IMAGE: CNS photo/Paul Haring
By
BOSTON
(CNS) — Cardinal Sean P. O’Malley said Aug. 20 that he takes full responsibility
for office procedures that resulted in him never being notified about a June
2015 letter sent to his attention regarding “sexual
abuse/harassment/intimidation” allegations concerning Archbishop Theodore
E. McCarrick.
It
was sent to the Boston Archdiocese’s Pastoral Center and addressed to Cardinal
O’Malley as president of the Pontifical Commission for the Protection of Minors.
The
letter writer was Father Boniface Ramsey, pastor of St. Joseph’s Church
Yorkville in New York City.
In it,
he described conversations with the rector of a seminary in New Jersey about
trips Archbishop McCarrick, then head of the Archdiocese of Newark, New Jersey,
would take with seminarians to a beach house. Father Ramsey also asked that if
the matter did not fall under his purview, it be forwarded it to the
“proper agency in the Vatican.”
Cardinal
O’Malley said his “first knowledge” of Father Ramsey’s letter occurred when
media reports of the letter were published this July.
Now
knowing what the letter detailed about the archbishop, the cardinal said it is “so
difficult” to understand how, when doubts were raised years ago about his “faithfulness
to his promise of celibacy” as priest, Archbishop McCarrick’s name was ever
considered for a bishop’s appointment.
“I
apologize to Father Ramsey for not having responded to him in an appropriate
way and appreciate the effort that he undertook in seeking to bring his
concerns about Archbishop McCarrick’s behavior to my attention,” he said. “I
also apologize to anyone whose concerns were reflected in Father Ramsey’s
letter.”
Cardinal
O’Malley explained that his priest-secretary, Father Robert Kickham, received
the 2015 letter on his behalf, “as he does much of the correspondence that
comes to my office at the Pastoral Center.”
“Father
Kickham’s response to Father Ramsey noted that individual cases such as he
proposed for review fell outside the mandate of the commission,” the cardinal
said. “Consequently, he did not bring the letter to my attention.
“In
retrospect it is now clear to Father Kickham and to me that I should have seen
that letter precisely because it made assertions about the behavior of an archbishop
in the church,” he continued. “I take responsibility for the procedures
followed in my office and I also am prepared to modify those procedures in
light of this experience.”
Cardinal
O’Malley said that allegations regarding Archbishop McCarrick’s “sexual crimes”

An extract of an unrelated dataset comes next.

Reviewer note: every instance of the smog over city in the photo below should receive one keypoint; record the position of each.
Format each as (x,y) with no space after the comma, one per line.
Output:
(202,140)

were “unknown to me until the recent media reports.”
“I
understand not everyone will accept this answer given the way the church has
eroded the trust of our people,” he said. “My hope is that we can repair the
trust and faith of all Catholics and the wider community by virtue of our
actions and accountability in how we respond to this crisis.”
He
added, “What makes all this so difficult to understand is that it has been my
experience that when a priest is being vetted to be named a bishop, any doubt
or question concerning his faithfulness to his promise of celibacy would result
in removing his name from consideration to be named bishop.”
In
early August Father Ramsey provided a copy of his letter to Catholic News
Service. In it he said it took him “years to write and send” the letter. But
it was the second time he had attempted to tell church officials in writing.

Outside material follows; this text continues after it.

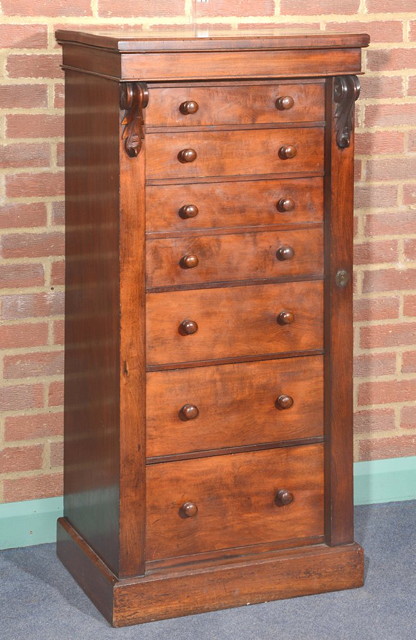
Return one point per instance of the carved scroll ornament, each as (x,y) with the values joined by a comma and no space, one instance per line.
(346,92)
(133,99)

During the time period he mentions
in the letter, 1986 to 1996, he says he was teaching at Immaculate Conception
Seminary at Seton Hall University in New Jersey. He writes of the accounts he’d
heard of Archbishop McCarrick’s repeated trips to a New Jersey beach house
where, after too many seminarians were invited for too few beds, “the
extra seminarian was then told that he could share the archbishop’s bed.”
“Some of these stories were not
presented to me as mere rumors but were told (to) me by persons directly
involved,” he wrote.
In
his statement Cardinal O’Malley said the U.S. Conference of Catholic Bishops “is
anxious to understand how Theodore McCarrick could have been named bishop, archbishop
and cardinal. We must be certain that this never happens again. That is why the
bishops’ conference is requesting an investigation by the Holy See with the
participation of lay people.
He
quoted Pope Francis’ statement released Aug. 20: “Let us beg forgiveness for
our own sins and the sins of others. An awareness of sins helps us to
acknowledge the errors, the crimes and the wounds caused in the past and allows
us, in the present, to be more open and committed along a journey of renewed
conversion.”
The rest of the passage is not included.